Sensação que nunca havia sentido com Patrícia.
Na cama, Maurício ruminava ideias, angustiado.
– Muzona, você já decidiu em quem votar? – como quem não quer nada.
– No Lula, né? Em quem mais? No Vampiro Brasileiro do Zé Serra? – riu, como se essa decisão fosse óbvia, indiscutível.
Não precisou tirar os olhos do livro.
Maurício marcou sua posição, tomando o cuidado de
não agredir:
– Bom…eu vou de Zé Serra…
Patrícia fingiu que não ouviu.
Mas a frase do marido, assim, sem margem para questionamentos, intoxicou a noite como um prédio que implode deixando apenas uma nuvem densa de fumaça
no lugar.
A partir dali, um novo casamento começou.
Sem confrontos, sem atritos, apenas agressões caladas.
Almoço de domingo com a camiseta de Zé Serra.
Bandeira do PT enrolada num canto da sala.
Os amigos insistiam que assim não há casamento
que aguente.
Maurício e Patrícia não se tratavam mais de Muzão e Muzona.
Em casa, eram Maurício e Patrícia.
Em público, eram “Esse aí” e “Essa aí”.
– Essa aí vai votar na Dilma, dá para acreditar?
– Esse aí é golpista.
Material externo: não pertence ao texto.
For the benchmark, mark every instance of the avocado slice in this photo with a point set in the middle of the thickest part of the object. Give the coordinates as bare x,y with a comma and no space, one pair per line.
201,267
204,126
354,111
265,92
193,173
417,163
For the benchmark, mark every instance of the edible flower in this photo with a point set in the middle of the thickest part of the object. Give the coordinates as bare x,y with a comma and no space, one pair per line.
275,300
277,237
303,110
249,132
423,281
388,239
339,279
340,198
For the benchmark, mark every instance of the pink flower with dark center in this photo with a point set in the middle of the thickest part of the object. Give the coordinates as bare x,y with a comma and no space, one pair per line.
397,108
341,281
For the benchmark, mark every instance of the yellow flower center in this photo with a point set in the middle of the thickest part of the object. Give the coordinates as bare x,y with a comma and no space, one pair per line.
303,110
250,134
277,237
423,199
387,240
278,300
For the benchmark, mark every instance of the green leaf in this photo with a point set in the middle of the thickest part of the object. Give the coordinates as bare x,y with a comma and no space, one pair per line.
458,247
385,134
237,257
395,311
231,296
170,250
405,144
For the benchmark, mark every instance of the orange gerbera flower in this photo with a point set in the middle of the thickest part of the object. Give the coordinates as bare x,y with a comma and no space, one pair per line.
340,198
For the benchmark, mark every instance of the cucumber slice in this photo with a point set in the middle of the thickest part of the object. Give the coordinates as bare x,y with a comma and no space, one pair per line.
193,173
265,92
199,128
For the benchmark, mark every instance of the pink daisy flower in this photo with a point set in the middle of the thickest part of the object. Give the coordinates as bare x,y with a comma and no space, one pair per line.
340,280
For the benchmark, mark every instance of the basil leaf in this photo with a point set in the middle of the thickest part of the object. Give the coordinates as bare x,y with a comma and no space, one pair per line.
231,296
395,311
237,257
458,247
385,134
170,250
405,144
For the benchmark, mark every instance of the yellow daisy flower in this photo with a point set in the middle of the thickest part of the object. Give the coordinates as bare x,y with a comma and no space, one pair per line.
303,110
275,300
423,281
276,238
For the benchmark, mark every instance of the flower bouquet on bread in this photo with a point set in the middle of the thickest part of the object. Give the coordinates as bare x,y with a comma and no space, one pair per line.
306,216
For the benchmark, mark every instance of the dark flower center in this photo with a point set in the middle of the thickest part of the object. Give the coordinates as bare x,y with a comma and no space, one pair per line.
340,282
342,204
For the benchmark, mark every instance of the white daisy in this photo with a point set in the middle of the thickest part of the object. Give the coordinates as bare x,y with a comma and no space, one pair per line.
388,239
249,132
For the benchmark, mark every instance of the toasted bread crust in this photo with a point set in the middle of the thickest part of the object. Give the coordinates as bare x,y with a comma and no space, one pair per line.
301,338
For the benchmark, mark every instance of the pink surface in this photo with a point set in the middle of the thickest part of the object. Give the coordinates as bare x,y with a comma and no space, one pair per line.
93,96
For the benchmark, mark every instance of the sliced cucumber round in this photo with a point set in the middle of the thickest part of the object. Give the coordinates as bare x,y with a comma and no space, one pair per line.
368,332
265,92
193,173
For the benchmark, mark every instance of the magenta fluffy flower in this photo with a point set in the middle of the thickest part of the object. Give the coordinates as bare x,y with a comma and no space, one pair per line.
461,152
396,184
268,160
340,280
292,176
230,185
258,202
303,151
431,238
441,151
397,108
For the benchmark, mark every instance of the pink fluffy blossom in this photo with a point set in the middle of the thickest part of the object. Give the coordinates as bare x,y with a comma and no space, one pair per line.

Viu onde fui me meter?
O divórcio veio com o impeachment.
Patrícia não suportava o jeito sarcástico e superior do marido simplesmente não falar do assunto, deixando implícito um incômodo “eu avisei”.
Nunca mais se viram, até uma noite num barzinho
da Vila Madalena.
Ela com uma turma de grafiteiros depois de um ato
na Prefeitura.
Ele com um pessoal do Instituto Liberal.
Os dois se trombaram na porta do banheiro.
Era muita história entre eles.
Muito amor.
Singelos, olhos nos olhos, procuraram a paixão perdida
da faculdade.
Foi ela quem quebrou o silêncio de dedo em riste:
– Fora, Temer! – e foi embora.
Ele viu a mulher se juntar aos grafiteiros enquanto pensava como ele também estava decepcionado com Temer e como queria outro presidente, outra vida.
Mas agora era tarde demais.

Maurício e Patrícia não se tratavam mais de Muzão e Muzona. Em casa, eram Maurício e Patrícia. Em público, eram “Esse aí” e “Essa aí”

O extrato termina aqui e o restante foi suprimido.